While “Ramblin’ Man” and “Midnight Rider” are cultural flashpoints, with the band’s lesser-known album cuts added in, you can begin to see every shade of this iconic group’s musicality. Below, we’re highlighting five deep cuts from The Allman Brothers Band that you should be listening to.
“Southbound” opens with a wiry guitar line and swampy, blues melody. Its toe-tapping groove rolls on from start to finish, giving it that quintessential southern rock feel. In typical Allman fashion, they infuse a few sprawling solos in between choruses that could rival anything on their Brothers and Sisters album.

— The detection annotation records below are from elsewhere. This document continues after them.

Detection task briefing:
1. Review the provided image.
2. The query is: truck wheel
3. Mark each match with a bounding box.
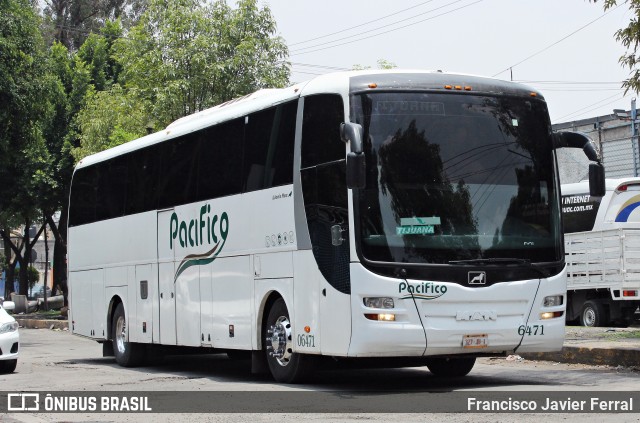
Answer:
[264,298,315,383]
[427,357,476,377]
[580,301,609,328]
[111,303,145,367]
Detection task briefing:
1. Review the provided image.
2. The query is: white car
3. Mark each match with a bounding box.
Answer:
[0,306,20,374]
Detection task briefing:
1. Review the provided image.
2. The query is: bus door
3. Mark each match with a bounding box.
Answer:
[158,209,176,345]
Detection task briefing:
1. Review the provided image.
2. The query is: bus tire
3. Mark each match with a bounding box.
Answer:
[580,301,609,328]
[264,298,315,383]
[111,303,145,367]
[0,358,18,375]
[427,357,476,377]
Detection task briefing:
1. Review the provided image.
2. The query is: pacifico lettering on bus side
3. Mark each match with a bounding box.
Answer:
[169,204,229,283]
[169,204,229,249]
[398,282,447,300]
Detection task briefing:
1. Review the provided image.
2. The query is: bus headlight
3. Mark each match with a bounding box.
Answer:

Although it’s inevitably overshadowed by “Ramblin’ Man” (which appears a few songs prior on the tracklist), “Southbound” warrants a listen.
Appearing on their 1981 album, Brothers of the Band, “Leavin'” features a funky, driving bass line underneath lyrics that talk about hitting the open road without a final destination – a common theme in the Allman mythos. The song opens up with the lines, Mama stood crying at the back door / Papa’s lacing on his leaving shoes / Little Joe’s blowing on the horn outdoors / I’ve seen enough, I can’t take no more / And I’m leaving. In many ways, The Allman Brothers’ music seems tailor-made for a road trip, giving the listener permission to leave everything behind.
3. “Please Call Home”
A departing ballad for the group, “Please Call Home” features a gospel tinge thanks to a stunning Hammond organ. The chorus rings out with the line Before you leave, there’s just one thing I must say
Please call home if you change your mind, leaving the proverbial door open on a relationship that has gone awry.
4. “Don’t Want You No More”
Picking things up once again, “Don’t Want You No More” makes use of a classic blues riff. Though it’s relatively short and is solely instrumental, it highlights how tight this group was as a unit. Each of the members plays off one another in this one – picking up where the other left off. Though the Allman Brothers delivered a number of classic lyrics, it’s their prowess as instrumentalists that really set this group apart.
“Dreams” opens up with a simple arrangement of an organ and remains relatively subdued for the duration of the track (which is over 7 minutes). By the time the chorus begins to take off though, the drums ramp up alongside a spacey guitar riff that makes this one feel just haunting enough to be enticing. Appearing on The Allman Brothers Band right before “Whipping Post,” “Dreams” is a welcomed change of pace for the group.